Light emitting diode (LED) lighting devices are commonly deployed as general illumination devices, for example, in homes, buildings of commercial and other enterprise establishments, as well as in various outdoor settings. LEDs are also being applied in other applications, such as variable beam width flash photography, lighting for photography, display technologies and the like.

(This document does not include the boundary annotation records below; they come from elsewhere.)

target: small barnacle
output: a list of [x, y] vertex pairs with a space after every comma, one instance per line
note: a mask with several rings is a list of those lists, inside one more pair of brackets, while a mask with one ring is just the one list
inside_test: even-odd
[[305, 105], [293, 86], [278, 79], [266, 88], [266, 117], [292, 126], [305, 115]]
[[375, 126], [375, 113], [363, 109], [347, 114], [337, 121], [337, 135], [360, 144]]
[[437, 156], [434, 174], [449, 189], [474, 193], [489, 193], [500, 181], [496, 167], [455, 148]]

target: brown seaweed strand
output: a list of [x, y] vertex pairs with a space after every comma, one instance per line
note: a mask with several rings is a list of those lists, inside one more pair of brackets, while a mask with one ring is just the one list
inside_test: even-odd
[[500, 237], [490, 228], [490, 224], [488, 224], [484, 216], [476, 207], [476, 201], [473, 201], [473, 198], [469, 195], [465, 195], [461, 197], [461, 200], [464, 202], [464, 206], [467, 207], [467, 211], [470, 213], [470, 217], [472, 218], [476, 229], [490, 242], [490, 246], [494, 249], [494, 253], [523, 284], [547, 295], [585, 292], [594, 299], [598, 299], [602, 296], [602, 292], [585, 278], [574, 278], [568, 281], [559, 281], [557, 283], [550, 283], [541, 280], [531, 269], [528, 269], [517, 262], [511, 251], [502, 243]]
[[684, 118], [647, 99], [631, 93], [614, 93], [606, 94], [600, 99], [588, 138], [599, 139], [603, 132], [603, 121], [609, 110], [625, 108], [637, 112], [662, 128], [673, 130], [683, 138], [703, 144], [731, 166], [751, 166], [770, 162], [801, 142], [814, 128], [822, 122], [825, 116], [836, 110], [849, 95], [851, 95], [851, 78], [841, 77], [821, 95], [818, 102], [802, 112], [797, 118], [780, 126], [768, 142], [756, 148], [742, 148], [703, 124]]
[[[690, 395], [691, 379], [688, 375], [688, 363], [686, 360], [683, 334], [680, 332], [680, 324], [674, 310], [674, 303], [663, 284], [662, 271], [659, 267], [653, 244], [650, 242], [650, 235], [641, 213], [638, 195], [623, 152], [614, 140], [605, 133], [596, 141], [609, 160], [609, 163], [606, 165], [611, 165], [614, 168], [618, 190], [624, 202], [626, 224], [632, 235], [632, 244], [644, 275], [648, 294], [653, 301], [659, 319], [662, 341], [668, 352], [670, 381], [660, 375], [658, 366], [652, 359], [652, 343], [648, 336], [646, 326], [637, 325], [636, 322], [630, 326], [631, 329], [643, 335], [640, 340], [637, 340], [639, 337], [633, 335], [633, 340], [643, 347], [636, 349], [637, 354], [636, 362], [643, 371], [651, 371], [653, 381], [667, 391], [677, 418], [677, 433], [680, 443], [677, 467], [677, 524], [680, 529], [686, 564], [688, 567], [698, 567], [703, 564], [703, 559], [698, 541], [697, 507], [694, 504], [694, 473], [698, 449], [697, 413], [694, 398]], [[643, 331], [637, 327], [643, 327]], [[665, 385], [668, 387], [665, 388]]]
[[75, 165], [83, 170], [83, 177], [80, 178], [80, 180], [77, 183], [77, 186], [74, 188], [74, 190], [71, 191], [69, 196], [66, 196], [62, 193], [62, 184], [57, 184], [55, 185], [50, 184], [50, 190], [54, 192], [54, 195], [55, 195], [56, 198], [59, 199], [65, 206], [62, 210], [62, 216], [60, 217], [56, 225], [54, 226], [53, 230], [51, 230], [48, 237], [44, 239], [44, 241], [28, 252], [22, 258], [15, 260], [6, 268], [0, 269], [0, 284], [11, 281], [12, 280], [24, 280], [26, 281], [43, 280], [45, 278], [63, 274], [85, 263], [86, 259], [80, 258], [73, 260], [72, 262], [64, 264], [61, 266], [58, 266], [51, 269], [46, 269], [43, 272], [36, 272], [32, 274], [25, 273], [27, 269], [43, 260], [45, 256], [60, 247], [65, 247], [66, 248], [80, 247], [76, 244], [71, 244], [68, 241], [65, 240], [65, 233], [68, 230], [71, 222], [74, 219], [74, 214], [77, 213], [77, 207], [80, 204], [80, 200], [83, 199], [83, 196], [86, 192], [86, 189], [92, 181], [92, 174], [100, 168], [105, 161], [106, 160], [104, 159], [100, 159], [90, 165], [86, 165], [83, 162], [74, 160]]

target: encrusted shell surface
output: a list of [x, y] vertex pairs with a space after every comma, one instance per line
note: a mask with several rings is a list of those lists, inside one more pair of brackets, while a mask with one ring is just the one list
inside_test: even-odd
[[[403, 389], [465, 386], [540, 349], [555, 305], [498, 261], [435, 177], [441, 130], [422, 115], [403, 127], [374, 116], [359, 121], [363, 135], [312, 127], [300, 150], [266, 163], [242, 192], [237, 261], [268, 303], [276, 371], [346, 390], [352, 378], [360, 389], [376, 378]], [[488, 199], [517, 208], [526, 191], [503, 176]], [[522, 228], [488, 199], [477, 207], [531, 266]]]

The trend for semiconductor devices is to become smaller, more miniaturized, while maintaining substantially similar performance as previous generation devices. Since LEDs are semiconductor devices, LEDs have also become miniaturized, hence the advent of chip-scale packages that contain light emitting semiconductor devices, referred to as “microLEDs.” The term “microLEDs” as used herein usually refers to LEDs with dimensions measured in microns. A chip scale package may have an area of no more than 120% of the area of the original die size and is a direct surface mountable device. The microLEDs chip-scale packages may be microscopic light emitting diodes that are formed using various semiconductor fabrication methods, such as a Gallium Nitride (GaN) with sapphire fabrication, wafer level fabrication or other fabrication techniques. The size and fabrication techniques of microLEDs differentiate them from prior generation LEDs. Some advantages of microLEDs over prior generation LEDs include higher light extraction efficiency, higher surface-to-volume ratio to dissipate heat more effectively, and more flexibility to be arranged in optical design due to its truly-point-source-like uniqueness. For example, not only have mircoLEDs found use in general illumination but also use in mobile device displays and camera flash devices. One method for maintaining the lighting performance of the microLEDs has been to incorporate integrated optics (e.g., chip-scale optics) over the output of the microLEDs to manipulate emitted light at the chip-scale level. While the integrated static optics may improve lighting performance of the microLED, the optical distribution of the light output by the microLED device, however, is fixed. The chip-scale static optics do not enable any variation in the beam shape or beam direction of the light output from the microLED chip scale device.
Hence, there is room for further improvement by providing chip-level spatial modulation capabilities of lighting devices that utilize microLEDs.